How to build Authoritativeness signals:

  • Editorial backlinks from relevant, high-authority publications in your industry
  • Press mentions β€” interviews, quotes, coverage of your business in news publications
  • Industry association memberships, accreditations, and awards (displayed with links to the issuing body)
  • Speaking engagements, podcast appearances, and conference participation with discoverable records
  • Being cited as a source in other authoritative content β€” your data, research, or opinions referenced by others
  • Reviews and ratings on independent third-party platforms (Google, Trustpilot, industry-specific platforms)
The T

Trustworthiness β€” the foundation everything else sits on

Google describes Trustworthiness as the most important of the four signals. A site can have experience, expertise, and authority β€” but if it doesn't present itself as transparent and honest, all of that is undermined. Trust is about whether visitors and Google can verify that you are who you say you are, and that you'll do what you say you'll do.

How to build Trustworthiness signals:

  • Clear contact information β€” physical address, phone number, email β€” easily accessible (not just a contact form)
  • Transparent authorship β€” real names and bios on all content, not anonymous bylines
  • Privacy policy, terms of service, and cookie policy in place and linked from the footer
  • HTTPS β€” non-negotiable in 2026
  • Accurate, up-to-date content β€” outdated information is a trust signal in the wrong direction
  • Transparent disclosure of commercial relationships β€” affiliate links disclosed, sponsored content marked
  • Customer reviews with response culture β€” businesses that respond to reviews (including negative ones) professionally signal trustworthiness
  • Wikipedia presence, Wikidata entity, or Google Knowledge Panel β€” for established businesses, these provide verified external confirmation of your existence and identity

EEAT is applied differently by industry

Google applies different levels of scrutiny to different industries.

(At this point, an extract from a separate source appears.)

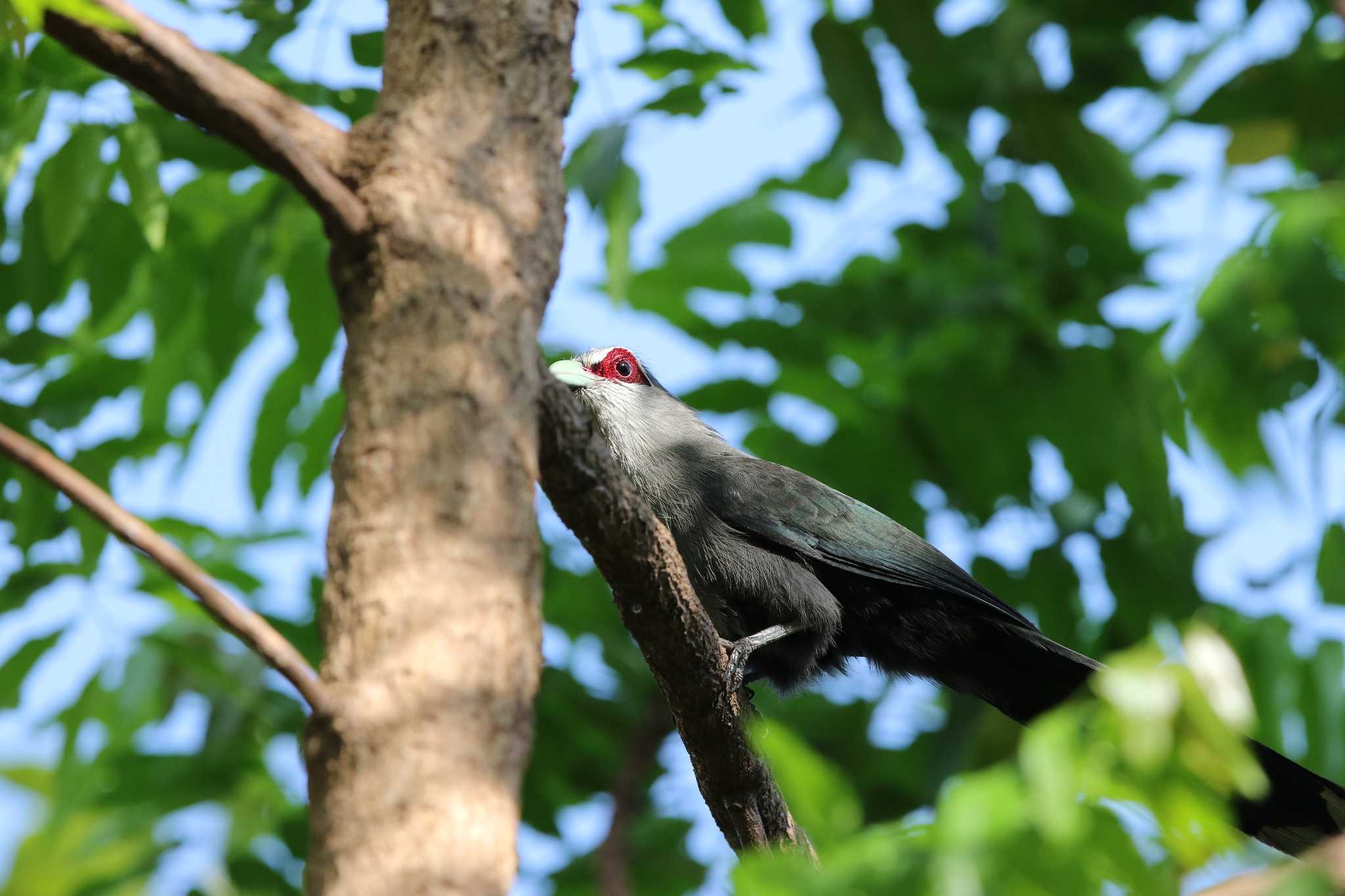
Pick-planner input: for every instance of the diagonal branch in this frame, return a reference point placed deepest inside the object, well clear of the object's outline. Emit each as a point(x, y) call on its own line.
point(638, 558)
point(278, 132)
point(246, 625)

YMYL (Your Money or Your Life) content β€” anything related to health, finance, legal matters, safety, or major life decisions β€” is evaluated with much stricter EEAT standards than, say, a recipe website.

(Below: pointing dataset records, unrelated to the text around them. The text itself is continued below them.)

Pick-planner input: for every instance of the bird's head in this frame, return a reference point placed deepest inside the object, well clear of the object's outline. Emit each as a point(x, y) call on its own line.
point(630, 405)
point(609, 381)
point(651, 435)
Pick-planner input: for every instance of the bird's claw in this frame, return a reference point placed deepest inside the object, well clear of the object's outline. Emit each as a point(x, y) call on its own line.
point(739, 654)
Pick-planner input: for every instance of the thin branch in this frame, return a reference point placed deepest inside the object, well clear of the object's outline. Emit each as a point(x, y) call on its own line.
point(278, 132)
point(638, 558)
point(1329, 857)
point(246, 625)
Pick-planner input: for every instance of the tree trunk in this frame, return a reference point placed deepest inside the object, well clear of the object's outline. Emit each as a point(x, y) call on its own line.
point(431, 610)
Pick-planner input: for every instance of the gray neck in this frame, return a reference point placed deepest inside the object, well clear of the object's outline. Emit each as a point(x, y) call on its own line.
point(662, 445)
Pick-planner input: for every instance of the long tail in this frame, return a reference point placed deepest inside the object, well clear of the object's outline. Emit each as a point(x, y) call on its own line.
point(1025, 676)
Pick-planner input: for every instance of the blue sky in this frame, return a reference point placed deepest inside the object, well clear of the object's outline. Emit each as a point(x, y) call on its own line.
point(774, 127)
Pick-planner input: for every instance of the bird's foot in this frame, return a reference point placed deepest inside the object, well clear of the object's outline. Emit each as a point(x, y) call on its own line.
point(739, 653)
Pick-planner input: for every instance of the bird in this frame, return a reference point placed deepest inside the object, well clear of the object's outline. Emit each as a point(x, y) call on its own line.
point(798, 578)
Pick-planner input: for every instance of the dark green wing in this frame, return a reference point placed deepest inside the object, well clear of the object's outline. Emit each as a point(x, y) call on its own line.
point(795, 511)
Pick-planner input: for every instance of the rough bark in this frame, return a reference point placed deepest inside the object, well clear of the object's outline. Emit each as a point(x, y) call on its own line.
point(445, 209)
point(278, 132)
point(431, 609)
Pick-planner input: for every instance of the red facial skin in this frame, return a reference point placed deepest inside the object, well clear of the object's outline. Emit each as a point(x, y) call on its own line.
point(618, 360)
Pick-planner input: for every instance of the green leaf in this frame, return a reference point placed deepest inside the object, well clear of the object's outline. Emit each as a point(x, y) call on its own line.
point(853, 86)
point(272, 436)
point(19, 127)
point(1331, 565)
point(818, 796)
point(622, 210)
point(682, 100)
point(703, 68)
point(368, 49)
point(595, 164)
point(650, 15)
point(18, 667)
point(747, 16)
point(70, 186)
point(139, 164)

If you operate in healthcare, law, financial services, or any industry where bad advice could cause serious harm, your EEAT needs to be bulletproof. Author credentials are non-negotiable. Medical content written by a "health writer" without clinical qualifications will not rank against content written by verified medical professionals. The same applies to legal and financial content.

For non-YMYL businesses β€” retail, hospitality, home services, entertainment β€” the standards are more achievable but still meaningful. The gap between businesses that have invested in EEAT signals and those that haven't is still significant in competitive markets.

How to assess your current EEAT strength

There's no single EEAT score. But there are some practical tests:

  • The stranger test: If someone who had never heard of your business landed on your homepage, could they determine who you are, what you do, why you're credible, and how to contact you within 30 seconds? If not, your T is weak.
  • The author test: Can a user verify the qualifications or experience of whoever wrote your content? If authors are anonymous or unnamed, your E and E are weak.
  • The external validation test: Google your business name. Does external validation appear β€” reviews, press mentions, industry listings, Wikipedia? If the first page is mostly your own website and social profiles, your A is weak.
  • The content depth test: Could a layperson have written your most important content pages? If yes, your expertise signal is weak.

The EEAT investment: Most EEAT signals can't be faked or shortcut. They require genuine investment β€” in your team's credentials, in real client relationships, in creating content only experts could produce, in building external recognition. This is exactly why strong EEAT is defensible. Competitors can outspend you on ads. They can't easily replicate 14 years of demonstrated expertise and industry recognition.